According to Chinese state media, authorities across the border from Kachin state have already begun preparing camps to accommodate up to 10,000 refugees. La Rip said however that he is worried the Chinese government will turn them back, as they did in August last year when around 7,000 who had sought shelter in Yunnan province were repatriated. “If they reject refugees that might cause mass killings and slaughtering if the government tries to capture Laiza.”
A Burmese military analyst based in China, Aung Kyaw Zaw, said yesterday that the Kachin conflict was the “biggest in Burma’s recent history” and the “most expensive”. The only comparable battle was the final assault on Manerplaw, the former headquarters of the Karen National Union, in 1995, when the military used air strikes.
“This time there are more ground forces than were at Manerplaw,” said Aung Kyaw Zaw. “I think there are around 130 battalions now in Kachin state – that is 20 percent of all Burmese troops.”
Burma Campaign UK yesterday called on the British and US governments to “adopt a much more robust approach with the government of Burma”. Both countries are eyeing business interests in the country, with the UK recently sending a high-level trade mission focusing on energy to Burma.
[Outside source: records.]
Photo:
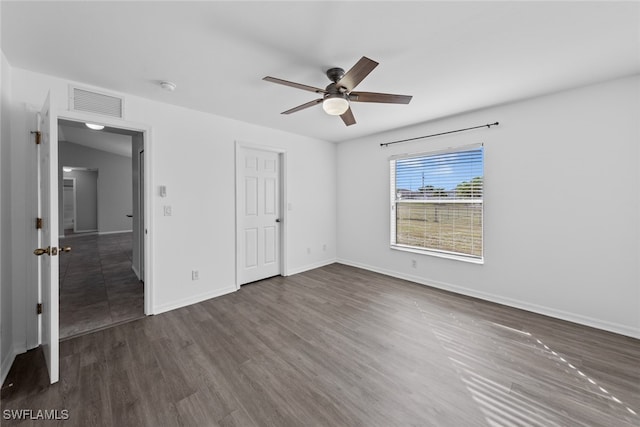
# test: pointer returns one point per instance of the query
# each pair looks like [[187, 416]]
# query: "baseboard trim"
[[102, 233], [7, 363], [194, 299], [522, 305], [308, 267]]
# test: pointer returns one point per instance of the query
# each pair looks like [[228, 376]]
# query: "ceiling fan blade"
[[386, 98], [293, 84], [303, 106], [357, 73], [347, 117]]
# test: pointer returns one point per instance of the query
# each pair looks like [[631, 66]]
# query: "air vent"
[[94, 102]]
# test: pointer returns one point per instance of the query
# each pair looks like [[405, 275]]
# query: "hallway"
[[98, 288]]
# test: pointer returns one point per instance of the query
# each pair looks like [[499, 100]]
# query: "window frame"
[[394, 202]]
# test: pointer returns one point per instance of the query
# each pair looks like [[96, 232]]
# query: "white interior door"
[[141, 208], [48, 211], [258, 212]]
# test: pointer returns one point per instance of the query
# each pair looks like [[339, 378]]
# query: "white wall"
[[192, 154], [86, 200], [114, 184], [562, 195]]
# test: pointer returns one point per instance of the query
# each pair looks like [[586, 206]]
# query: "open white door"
[[258, 215], [48, 251]]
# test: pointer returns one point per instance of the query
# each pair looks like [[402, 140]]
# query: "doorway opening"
[[101, 280]]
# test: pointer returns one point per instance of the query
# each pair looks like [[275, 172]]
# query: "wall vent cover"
[[95, 102]]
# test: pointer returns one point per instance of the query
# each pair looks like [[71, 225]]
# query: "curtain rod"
[[488, 126]]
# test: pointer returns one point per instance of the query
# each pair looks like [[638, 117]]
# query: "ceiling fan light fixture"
[[335, 104]]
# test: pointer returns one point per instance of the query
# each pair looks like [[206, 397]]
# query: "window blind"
[[437, 202]]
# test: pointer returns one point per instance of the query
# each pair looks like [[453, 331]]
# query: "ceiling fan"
[[338, 95]]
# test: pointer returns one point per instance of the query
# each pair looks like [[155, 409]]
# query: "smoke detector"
[[168, 86]]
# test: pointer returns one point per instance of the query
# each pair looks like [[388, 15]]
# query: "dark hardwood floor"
[[338, 346], [98, 288]]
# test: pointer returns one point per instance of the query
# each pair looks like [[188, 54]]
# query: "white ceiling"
[[451, 56]]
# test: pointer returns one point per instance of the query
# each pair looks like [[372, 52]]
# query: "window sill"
[[437, 254]]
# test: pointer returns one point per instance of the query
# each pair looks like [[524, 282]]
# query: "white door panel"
[[48, 211]]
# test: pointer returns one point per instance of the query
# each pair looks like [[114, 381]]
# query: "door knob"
[[51, 251]]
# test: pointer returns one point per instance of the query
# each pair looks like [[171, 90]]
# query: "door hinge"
[[38, 135]]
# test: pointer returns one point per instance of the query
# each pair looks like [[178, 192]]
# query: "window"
[[437, 203]]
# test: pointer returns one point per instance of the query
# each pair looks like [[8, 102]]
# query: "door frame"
[[149, 296], [284, 224]]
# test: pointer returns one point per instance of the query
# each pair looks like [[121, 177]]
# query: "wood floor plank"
[[338, 346]]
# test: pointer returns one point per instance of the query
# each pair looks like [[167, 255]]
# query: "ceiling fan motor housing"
[[335, 74]]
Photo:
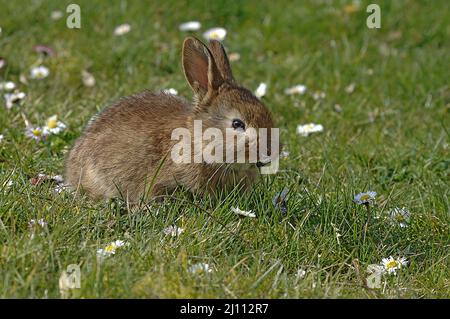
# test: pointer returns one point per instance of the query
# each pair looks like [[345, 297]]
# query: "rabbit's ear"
[[200, 68], [221, 58]]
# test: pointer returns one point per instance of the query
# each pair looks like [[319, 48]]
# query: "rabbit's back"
[[121, 148]]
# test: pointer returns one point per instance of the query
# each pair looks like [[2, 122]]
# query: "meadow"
[[381, 95]]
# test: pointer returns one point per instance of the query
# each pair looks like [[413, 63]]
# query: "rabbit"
[[125, 150]]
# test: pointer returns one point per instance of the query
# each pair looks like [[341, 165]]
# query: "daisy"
[[215, 34], [391, 264], [400, 216], [14, 98], [8, 183], [35, 133], [365, 198], [306, 129], [190, 26], [45, 50], [122, 29], [170, 91], [298, 89], [261, 90], [7, 86], [87, 78], [53, 126], [301, 273], [39, 72], [173, 231], [111, 248], [243, 212], [200, 268]]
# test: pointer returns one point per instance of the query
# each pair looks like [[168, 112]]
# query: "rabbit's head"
[[221, 104]]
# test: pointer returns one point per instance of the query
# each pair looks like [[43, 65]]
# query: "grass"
[[392, 137]]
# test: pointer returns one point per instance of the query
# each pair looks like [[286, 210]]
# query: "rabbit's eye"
[[238, 124]]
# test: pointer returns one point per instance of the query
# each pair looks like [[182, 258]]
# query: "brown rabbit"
[[126, 149]]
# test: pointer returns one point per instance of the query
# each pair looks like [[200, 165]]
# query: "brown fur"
[[120, 152]]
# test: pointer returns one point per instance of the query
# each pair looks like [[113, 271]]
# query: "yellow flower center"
[[52, 123], [391, 264]]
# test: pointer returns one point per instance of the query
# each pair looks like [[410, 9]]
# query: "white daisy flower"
[[7, 86], [170, 91], [391, 264], [215, 34], [401, 216], [173, 231], [35, 133], [56, 15], [306, 129], [8, 183], [190, 26], [243, 212], [365, 198], [122, 29], [200, 268], [111, 248], [39, 72], [53, 126], [14, 98], [87, 78], [261, 90], [298, 89]]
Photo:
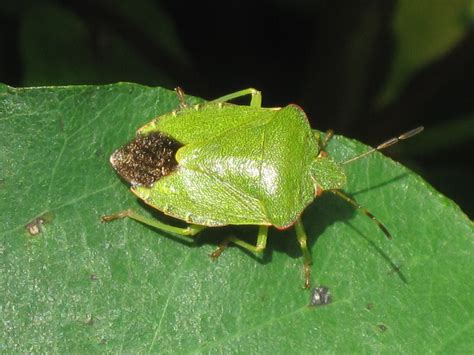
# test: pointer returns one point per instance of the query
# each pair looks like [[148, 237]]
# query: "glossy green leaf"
[[72, 284]]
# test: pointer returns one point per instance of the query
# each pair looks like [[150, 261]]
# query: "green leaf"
[[424, 31], [73, 284]]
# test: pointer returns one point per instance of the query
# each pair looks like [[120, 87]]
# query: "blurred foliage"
[[367, 69]]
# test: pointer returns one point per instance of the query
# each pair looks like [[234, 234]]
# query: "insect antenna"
[[363, 210], [387, 144]]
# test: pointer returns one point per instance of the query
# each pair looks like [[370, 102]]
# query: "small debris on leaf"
[[320, 296]]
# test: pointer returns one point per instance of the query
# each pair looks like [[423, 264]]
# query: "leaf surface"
[[79, 285]]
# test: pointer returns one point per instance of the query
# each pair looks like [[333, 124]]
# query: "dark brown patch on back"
[[146, 159]]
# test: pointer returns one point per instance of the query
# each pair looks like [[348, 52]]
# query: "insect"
[[217, 164]]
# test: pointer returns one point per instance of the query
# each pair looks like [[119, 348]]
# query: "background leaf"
[[80, 285], [424, 30]]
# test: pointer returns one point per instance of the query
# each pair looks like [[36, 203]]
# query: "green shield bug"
[[217, 164]]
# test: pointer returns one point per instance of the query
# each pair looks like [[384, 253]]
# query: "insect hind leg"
[[363, 210], [257, 249], [308, 260], [189, 231], [255, 101]]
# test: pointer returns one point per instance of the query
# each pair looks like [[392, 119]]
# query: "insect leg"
[[327, 137], [257, 249], [363, 210], [308, 261], [189, 231], [255, 101]]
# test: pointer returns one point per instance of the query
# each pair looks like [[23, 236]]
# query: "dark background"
[[367, 69]]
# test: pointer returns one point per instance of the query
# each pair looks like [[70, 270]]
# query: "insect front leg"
[[255, 101], [308, 261], [257, 249], [189, 231]]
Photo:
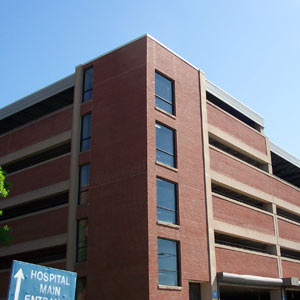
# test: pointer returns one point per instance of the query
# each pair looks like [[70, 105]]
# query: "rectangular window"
[[164, 93], [87, 90], [194, 291], [166, 194], [165, 145], [82, 239], [85, 137], [84, 181], [168, 262], [81, 288]]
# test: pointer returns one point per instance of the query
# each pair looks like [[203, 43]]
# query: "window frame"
[[82, 188], [176, 204], [81, 132], [77, 241], [178, 262], [163, 151], [83, 84], [172, 104]]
This conflict of interest may have dampened their responses to the crisis in Burma’s north.
There is also criticism that the international community is not responding as vociferously as they could because of the geographical remove of Kachin state. “If Burmese Army was killing civilians with mortarbombs in Rangoon instead of Kachin State would UK still be taking trade missions to #Burma?” tweeted BCUK’s director, Mark Farmaner.
Matthew Smith, Burma researcher at Human Rights Watch, said that despite the group having documented “serious violations of the laws of war” committed by the Burmese army, “it’s clear the international community hasn’t done enough” to respond.
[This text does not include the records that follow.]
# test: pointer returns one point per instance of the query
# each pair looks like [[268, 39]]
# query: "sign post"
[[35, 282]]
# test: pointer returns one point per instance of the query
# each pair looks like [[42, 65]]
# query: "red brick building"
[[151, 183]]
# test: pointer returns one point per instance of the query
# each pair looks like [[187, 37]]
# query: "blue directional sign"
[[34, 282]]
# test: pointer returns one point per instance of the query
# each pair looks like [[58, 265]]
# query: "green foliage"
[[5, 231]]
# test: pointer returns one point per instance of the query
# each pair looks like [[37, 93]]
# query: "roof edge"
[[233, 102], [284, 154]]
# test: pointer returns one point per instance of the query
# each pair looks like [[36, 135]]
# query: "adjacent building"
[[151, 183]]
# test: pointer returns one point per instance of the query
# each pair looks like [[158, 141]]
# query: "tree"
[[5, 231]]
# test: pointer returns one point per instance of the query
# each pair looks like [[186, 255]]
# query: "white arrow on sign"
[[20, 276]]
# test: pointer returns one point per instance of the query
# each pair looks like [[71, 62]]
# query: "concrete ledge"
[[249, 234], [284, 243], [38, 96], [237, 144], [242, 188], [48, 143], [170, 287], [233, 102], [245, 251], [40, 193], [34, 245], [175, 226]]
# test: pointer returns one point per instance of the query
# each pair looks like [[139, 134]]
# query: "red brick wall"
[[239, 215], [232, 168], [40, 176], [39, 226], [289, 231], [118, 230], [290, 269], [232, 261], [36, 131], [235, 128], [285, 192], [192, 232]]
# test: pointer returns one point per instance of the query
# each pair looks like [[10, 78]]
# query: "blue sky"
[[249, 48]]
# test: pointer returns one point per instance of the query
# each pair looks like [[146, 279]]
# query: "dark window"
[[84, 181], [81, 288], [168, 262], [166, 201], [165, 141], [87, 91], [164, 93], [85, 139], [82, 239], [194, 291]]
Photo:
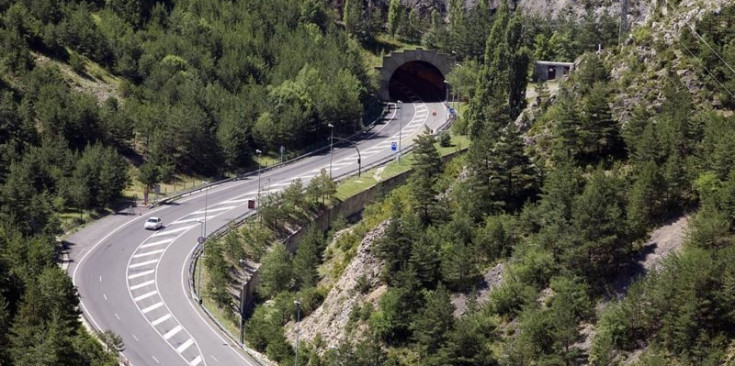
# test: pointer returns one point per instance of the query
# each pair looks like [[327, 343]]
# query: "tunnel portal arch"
[[398, 61]]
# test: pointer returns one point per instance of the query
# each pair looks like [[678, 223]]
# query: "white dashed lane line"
[[152, 307], [161, 319], [141, 274]]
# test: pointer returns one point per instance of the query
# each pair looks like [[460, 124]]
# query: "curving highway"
[[134, 282]]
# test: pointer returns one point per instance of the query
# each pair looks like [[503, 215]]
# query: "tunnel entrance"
[[419, 71], [419, 77]]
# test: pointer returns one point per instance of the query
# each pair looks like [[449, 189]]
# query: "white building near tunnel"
[[551, 70]]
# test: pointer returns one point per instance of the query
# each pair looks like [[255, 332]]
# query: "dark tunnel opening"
[[419, 77]]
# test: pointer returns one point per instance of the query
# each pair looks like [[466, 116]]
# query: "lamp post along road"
[[331, 149], [206, 193], [400, 128], [298, 319]]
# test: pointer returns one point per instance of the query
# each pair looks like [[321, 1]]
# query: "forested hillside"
[[638, 136], [197, 87]]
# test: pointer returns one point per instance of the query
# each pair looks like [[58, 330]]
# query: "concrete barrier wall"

“Attacks on civilians have continued, no one has been held accountable for abuses, and the government is still blocking humanitarian aid for tens of thousands of Kachin, all while reaping praise for reforming,” he said. “Just a couple years ago the level of abuse that we’ve seen in Kachin state would have been met with serious repercussions internationally.”
The extent of President Thein Sein’s control over the army is again being questioned. He has twice called on the military to cease attacks on Kachin, but state media last week quoted him as praising the military for its “sacrifices in blood and sweat”, and claiming it had done everything possible “to make positive contributions to the peace process”.
The army’s push on Laiza has surprised some analysts who thought they might use the town as the Kachin army’s final bargaining chip. “They want to see the Kachin kneel down at the peace table prepared by Thein Sein and others,” one observer said.
The two sides have held several rounds of talks since fighting first began in June 2011, but to no avail. The Kachin say they will not sign a truce until the government pledges not to recommence aggressive development of the resource-rich state. As it stands, however, the proposal put forward by Thein Sein’s negotiating team calls for economic development before cementing a political solution to the protracted conflict.
During the ceasefire period between 1994 and 2011, Kachin state saw heavy investment in the mining, timber and hydropower sectors, much of it fuelled by China’s energy needs. The loosening of international sanctions has been criticized for being too premature, in light of the absence of any binding regulations in Burma’s foreign investment law that would stem the human and environmental costs of development.
During the UK parliamentary session yesterday, Burt said that sanctions could potentially be reimposed. “I do not doubt for a moment that the Burmese government are well aware of the conditions that are likely to attach to any further progress in relation to sanctions,” he said.